I’m here today to talk about a game that people over the age of 18 years old would probably like to purchase from their videogame retailer, and, being the bestest expert on all things that can simultaneously disembowel, gut and decapitate you, I feel I am qualified to comment. My comments on this game are thus:
Blimey, those are some mighty big weapons Woooooooo!
So, after that fair, and I think you’ll agree, accurate analysis, I shall pass you to your reviewer this afternoon, Scratchy.
Thank you Professor for the detailed analysis. I shall just move in and fill in the gaps if I may? Shadow of Rome is a reinvention of the Roman gladiatorial theme that was popularised by the film starring Russell Crowe, Gladiator. You can certainly see the influences that the film has on this game, from the visual style to the choice of audio.
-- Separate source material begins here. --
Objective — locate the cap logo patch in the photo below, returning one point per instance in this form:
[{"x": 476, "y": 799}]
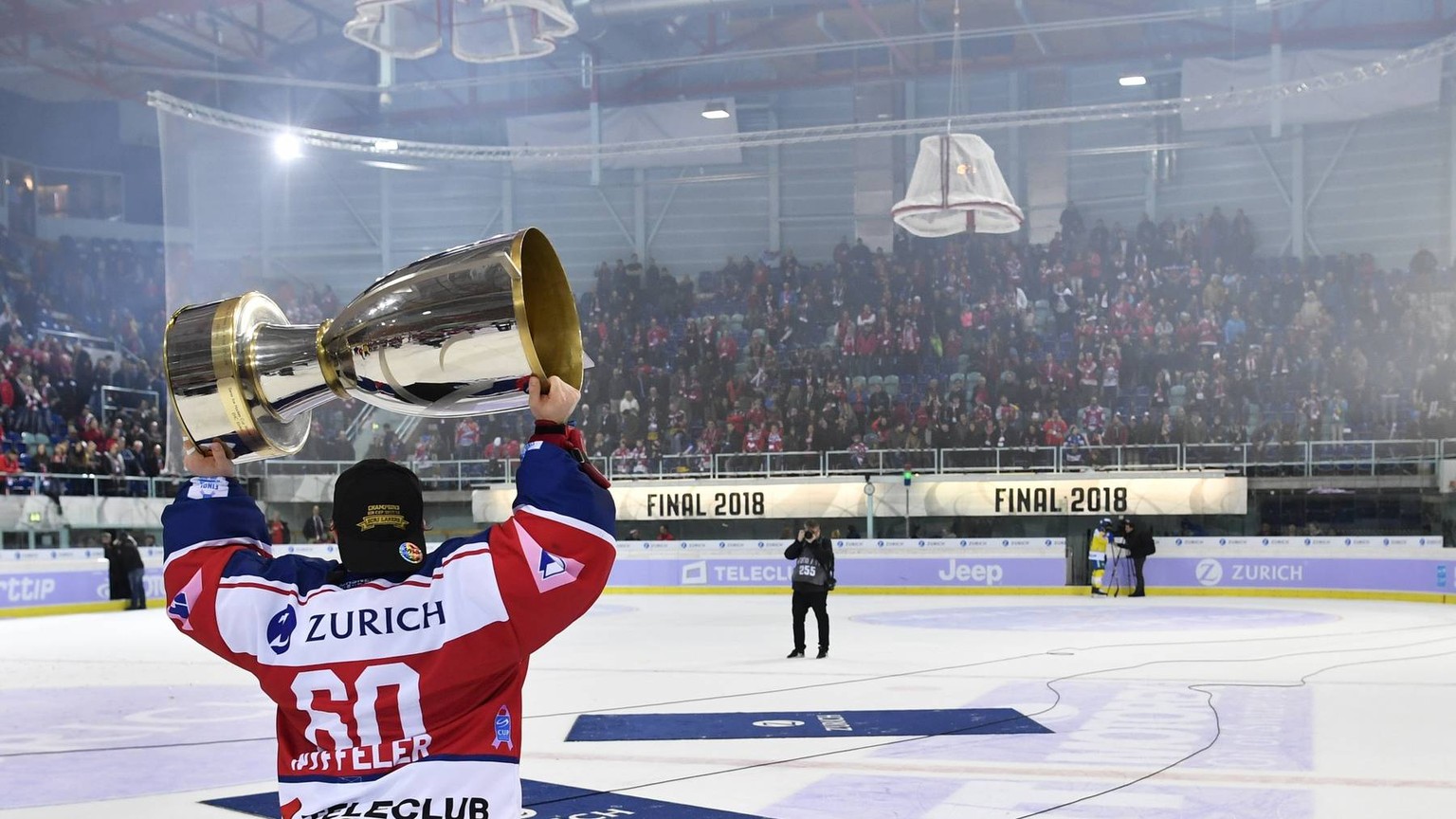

Shadow of Rome contains three different gameplay experiences. The best by far, and the most prolific, is the fighting, which I’ll come to in a minute. But the other two types are worthy of mention because, although they are not as fully realised as the fighting, they mesh seamlessly into the gaming experience and provide some fun diversion from the hack and slash.
This is where the brains come in, as the non-player characters you pass may become suspicious if you are wandering around, and they may stop you and question you. If you answer incorrectly, or do something suspicious like run or crouch, then they will call the guards and you die – there’s no fighting back here. Luckily, the save points are close together (except for one 40-minute stretch at the beginning) and you can use a trial-and-error technique if all else fails.
These two sections are all well and good, but the main focus of the game is on gladiatorial combat in the arena. This is where the game really shines. You have almost all weapons available from the start, and all moves are achievable. Agrippa can equip a weapon in his right and a shield in his left, or carry a bow or minor weapon in the offhand for dual wielding. Of course, you can always plump for one of the massive two-handed weapons in the game. Controlling Agrippa is a piece of cake. With shoulder buttons for defend and lock-on (but no lock-on cycling), the face buttons control left weapon, right weapon and the triangle throws your current weapon at an enemy. This is a great way of finishing someone off, and you can even throw the huge maces about. Each weapon has a damage gauge and can eventually break, but there are plenty more to be found lying around from fallen foes or thrown in by the bloodthirsty audience. The breakable weapons give the gameplay a more frantic pace, with Agrippa scrabbling to catch a weapon off the ground before another combatant snaffles it.
On the graphics front, Shadow of Rome is a very polished affair, the gruesome amputations and bloodbaths that occur are pretty entertaining (if you like that sort of thing). Typically over the top, but fun all the same. The cutscenes are rendered using the game engine, and the emotive faces of speakers and spoken to alike are impressive.
Sound is also used to good effect, especially the meaty sound of weapons, crunching and slicing through flesh and bone, and also the noise of the crowd, which is wonderful in Dolby Pro Logic II. Music is muted and used in fanfaric force during tense scenes, and adds a nice background ambience during non-fighting sections.
- Weapons and gore.
- Crowd appreciation.
- Frantic gameplay.
- Crushing opponents with a giant mace for the first time.
- The first 40 minutes.
- No multiplayer.
- No selecting of enemies when locked on.